For append, it makes a lot of sense to keep using the existing checksum type. What is the use case for using a different checksum type?
I don't think it makes sense either, but that was the design decision made in
HDFS-2130. There might have been some use cases for this, so I tried to support it while making the default to not allow it. If you feel that this should be the behavior with no configurable option, I will be happy to update the patch accordingly.
What do you think we should do for concat()? It is supposed to be quick namenode only operation, so I don't feel comfortable about inserting code to check the checksums of input files.
Suppose the last block is half written with CRC32 in a close file. Then, the file is re-opened for append with CRC32C. Would the block has two checksum types, i.e. first half is CRC32 and the second half is CRC32C?
No. Datanode will continue to use the same checksum parameters of the existing partial block for writing, independent of what client is sending with data. Input data integrity check is still done, of course.

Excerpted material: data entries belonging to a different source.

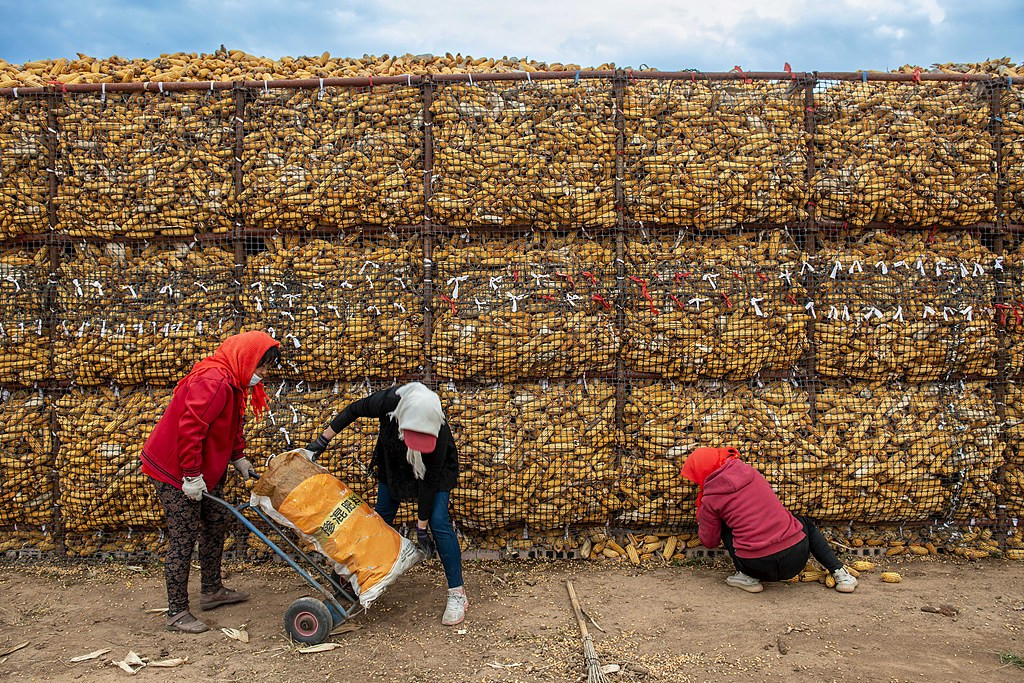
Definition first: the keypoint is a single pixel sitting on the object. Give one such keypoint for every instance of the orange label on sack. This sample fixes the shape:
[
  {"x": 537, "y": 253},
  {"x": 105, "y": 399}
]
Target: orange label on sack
[{"x": 348, "y": 530}]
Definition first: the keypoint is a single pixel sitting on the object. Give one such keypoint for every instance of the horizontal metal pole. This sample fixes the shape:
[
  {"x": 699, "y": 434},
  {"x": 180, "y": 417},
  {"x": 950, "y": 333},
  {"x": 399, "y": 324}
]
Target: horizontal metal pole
[{"x": 411, "y": 80}]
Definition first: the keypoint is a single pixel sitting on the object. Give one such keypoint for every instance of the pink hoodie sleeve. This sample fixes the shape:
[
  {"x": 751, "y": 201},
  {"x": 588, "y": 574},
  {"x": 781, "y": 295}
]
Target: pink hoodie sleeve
[{"x": 709, "y": 525}]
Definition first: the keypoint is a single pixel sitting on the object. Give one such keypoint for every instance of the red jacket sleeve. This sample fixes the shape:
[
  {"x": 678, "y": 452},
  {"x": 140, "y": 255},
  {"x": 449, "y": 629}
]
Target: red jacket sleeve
[
  {"x": 709, "y": 525},
  {"x": 204, "y": 400},
  {"x": 239, "y": 451}
]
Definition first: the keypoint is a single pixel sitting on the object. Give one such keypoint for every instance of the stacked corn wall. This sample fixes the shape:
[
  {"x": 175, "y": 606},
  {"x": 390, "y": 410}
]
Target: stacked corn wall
[{"x": 597, "y": 273}]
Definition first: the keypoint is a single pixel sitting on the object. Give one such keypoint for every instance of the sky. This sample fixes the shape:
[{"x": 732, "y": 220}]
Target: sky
[{"x": 713, "y": 35}]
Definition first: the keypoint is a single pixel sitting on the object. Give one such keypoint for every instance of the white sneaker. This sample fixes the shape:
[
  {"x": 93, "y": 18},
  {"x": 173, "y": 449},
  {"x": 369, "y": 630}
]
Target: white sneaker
[
  {"x": 455, "y": 612},
  {"x": 845, "y": 582},
  {"x": 741, "y": 581}
]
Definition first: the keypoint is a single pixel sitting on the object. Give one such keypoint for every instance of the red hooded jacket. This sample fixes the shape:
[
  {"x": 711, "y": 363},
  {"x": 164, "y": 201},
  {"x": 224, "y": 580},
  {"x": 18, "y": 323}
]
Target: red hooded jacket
[
  {"x": 201, "y": 430},
  {"x": 739, "y": 497}
]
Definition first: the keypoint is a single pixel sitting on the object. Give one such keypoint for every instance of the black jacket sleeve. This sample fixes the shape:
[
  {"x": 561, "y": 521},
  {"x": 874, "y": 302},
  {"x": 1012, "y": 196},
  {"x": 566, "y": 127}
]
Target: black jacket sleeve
[{"x": 377, "y": 404}]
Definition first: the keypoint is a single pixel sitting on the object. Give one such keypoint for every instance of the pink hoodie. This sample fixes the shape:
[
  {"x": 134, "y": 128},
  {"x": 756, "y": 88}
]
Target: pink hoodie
[{"x": 737, "y": 496}]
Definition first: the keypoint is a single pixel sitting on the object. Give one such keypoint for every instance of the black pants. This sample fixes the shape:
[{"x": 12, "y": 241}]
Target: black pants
[
  {"x": 186, "y": 521},
  {"x": 785, "y": 563}
]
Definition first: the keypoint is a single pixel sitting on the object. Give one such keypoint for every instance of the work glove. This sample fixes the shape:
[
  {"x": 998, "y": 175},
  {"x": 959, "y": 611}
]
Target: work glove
[
  {"x": 317, "y": 446},
  {"x": 194, "y": 487},
  {"x": 426, "y": 542},
  {"x": 245, "y": 468}
]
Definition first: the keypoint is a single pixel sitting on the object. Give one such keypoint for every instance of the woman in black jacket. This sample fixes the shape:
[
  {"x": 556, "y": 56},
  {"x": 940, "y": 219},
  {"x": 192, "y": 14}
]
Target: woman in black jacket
[{"x": 415, "y": 460}]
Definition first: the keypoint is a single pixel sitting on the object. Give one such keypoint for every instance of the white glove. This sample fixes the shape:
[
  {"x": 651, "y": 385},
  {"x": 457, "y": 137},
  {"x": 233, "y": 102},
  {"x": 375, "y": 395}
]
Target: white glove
[
  {"x": 194, "y": 487},
  {"x": 245, "y": 468}
]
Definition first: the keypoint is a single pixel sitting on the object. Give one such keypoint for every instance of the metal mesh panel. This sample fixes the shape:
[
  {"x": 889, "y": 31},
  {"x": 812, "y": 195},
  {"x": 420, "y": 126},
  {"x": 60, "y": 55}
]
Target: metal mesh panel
[
  {"x": 769, "y": 424},
  {"x": 1012, "y": 105},
  {"x": 345, "y": 307},
  {"x": 143, "y": 164},
  {"x": 101, "y": 431},
  {"x": 25, "y": 150},
  {"x": 914, "y": 305},
  {"x": 536, "y": 305},
  {"x": 524, "y": 155},
  {"x": 25, "y": 318},
  {"x": 536, "y": 454},
  {"x": 135, "y": 311},
  {"x": 714, "y": 155},
  {"x": 916, "y": 154},
  {"x": 714, "y": 306},
  {"x": 26, "y": 459},
  {"x": 333, "y": 158},
  {"x": 1014, "y": 471}
]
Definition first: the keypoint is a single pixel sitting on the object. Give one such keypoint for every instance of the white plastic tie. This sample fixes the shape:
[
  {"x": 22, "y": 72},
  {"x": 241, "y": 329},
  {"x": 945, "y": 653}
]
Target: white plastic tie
[
  {"x": 457, "y": 281},
  {"x": 697, "y": 301}
]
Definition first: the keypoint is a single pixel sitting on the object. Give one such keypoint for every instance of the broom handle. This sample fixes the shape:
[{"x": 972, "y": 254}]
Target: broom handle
[{"x": 577, "y": 609}]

Suppose a close file is already using more than one checksum type. Then, the file is re-opened for append with dfs.client.append.allow-different-checksum == false. Which checksum should it use? Or should it fail?
I don't think we can do much for existing files. Users can detect it with getFileChecksum(), which will show DataChecksum.Type.MIXED as its checksum type. For these files, checksum will still be used for block -level integrity check and nothing will break until something like distcp tries to compare FileChecksums after copying.